The driving force of the TRANSITION project is to make a central contribution to a more sustainable energy storage strategy in Germany. The markets for electromobility and stationary energy storage will grow significantly in the course of the energy turnaround and require more energy efficient and powerful storage technologies. Presently, lithium-ion batteries are one of the greatest successes for energy storage applications of the last century. LIBs are light, compact and offer outstanding energy and power density, dominating the market for portable electronics, hybrid and electric vehicles. “However, in view of the increasingly growing demand of lithium and raw materials employed in the lithium technology, such as cobalt, concerns has been raised about the future and long-term availability of the critical raw material and cost. In this scenario, sodium-ion batteries represent an alternative low cost and more environmentally friendly energy storage technology,” says Professor Stefano Passerini, Director of HIU.
The TRANSITION project will focus on the development of powerful liquid and polymeric sodium-ion batteries employing layered transition metal oxides at the cathode side and biomass derived hard carbon at the anode side. “This is the first German consortium funded by the BMBF to work on the development of up-scaled sodium-ion batteries, covering a broad range of challenges from materials development to prototype cell fabrication,” says Passerini. Within the project, his team will develop innovative biomass-derived hard carbon in combination with aqueous binders and aluminum as current collector.
“The development of up-scaled sodium ion battery prototypes and the achievement of the desired goals represent a great challenge we can only meet in a network with the complementary competencies of the partners,” says Stefano Passerini. The team at the Friedrich-Schiller-University Jena (FSU) will coordinate the research activities toward the design of advanced liquid and polymeric electrolyte solutions, while the team at Center for Solar Energy and Hydrogen Research Baden-Württemberg (ZSW) will lead the cobalt free cathode development.
About the TRANSITION project
The three partners of the TRANSITION project will work together toward the development of powerful liquid and polymeric sodium-ion battery prototypes, this way strengthening international competitiveness and supporting Germany’s leadership in the field of electrochemical energy storage.
The project funded under the Batteries 2020 Framework Program of the German Federal Ministry of Education and Research involves alongside the three scientific partners a comprehensive industrial advisory board. Within the scientific groups, the leading scientist Professor Stefano Passerini (HIU), Dr. Margret Wohlfahrt-Mehrens from the Center for Solar Energy and Hydrogen Research (ZSW) and Professor Philipp Adelhelm from the Friedrich-Schiller-University Jena (FSU).

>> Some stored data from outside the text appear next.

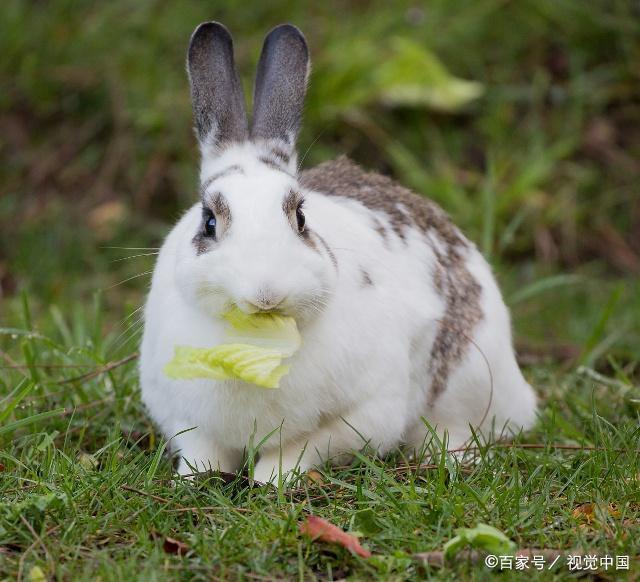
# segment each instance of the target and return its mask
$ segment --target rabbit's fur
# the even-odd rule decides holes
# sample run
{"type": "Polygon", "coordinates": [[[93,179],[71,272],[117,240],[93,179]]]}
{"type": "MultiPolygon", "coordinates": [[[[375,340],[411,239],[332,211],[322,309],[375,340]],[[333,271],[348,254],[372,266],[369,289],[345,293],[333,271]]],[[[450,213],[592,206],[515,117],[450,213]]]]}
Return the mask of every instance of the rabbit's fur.
{"type": "Polygon", "coordinates": [[[250,439],[274,429],[261,481],[365,445],[419,449],[425,420],[457,448],[472,429],[509,434],[535,419],[491,269],[445,213],[346,158],[298,173],[308,63],[295,27],[267,36],[249,128],[228,31],[205,23],[191,39],[201,200],[160,251],[140,361],[181,473],[238,470],[250,439]],[[303,343],[280,388],[167,378],[176,345],[224,341],[232,305],[296,318],[303,343]]]}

About the Helmholtz Institute Ulm (HIU)
The HIU was established in January 2011 by Karlsruhe Institute of Technology (KIT), member of the Helmholtz Association, in cooperation with Ulm University. With the German Aerospace Center (DLR) and the Center for Solar Energy and Hydrogen Research Baden-Württemberg (ZSW), two other renowned institutions are involved in the HIU as associated partners. The international team of about 120 scientists at HIU works on the development of future energy storage systems for stationary and mobile use.
Find more on HIU at: http://www.hiu-batteries.de/en/
More about the KIT Energy Center: http://www.energy.kit.edu
Being “The Research University in the Helmholtz Association”, KIT creates and imparts knowledge for the society and the environment. It is the objective to make significant contributions to the global challenges in the fields of energy, mobility, and information. For this, about 9,800 employees cooperate in a broad range of disciplines in natural sciences, engineering sciences, economics, and the humanities and social sciences. KIT prepares its 22,300 students for responsible tasks in society, industry, and science by offering research-based study programs. Innovation efforts at KIT build a bridge between important scientific findings and their application for the benefit of society, economic prosperity, and the preservation of our natural basis of life. KIT is one of the German universities of excellence.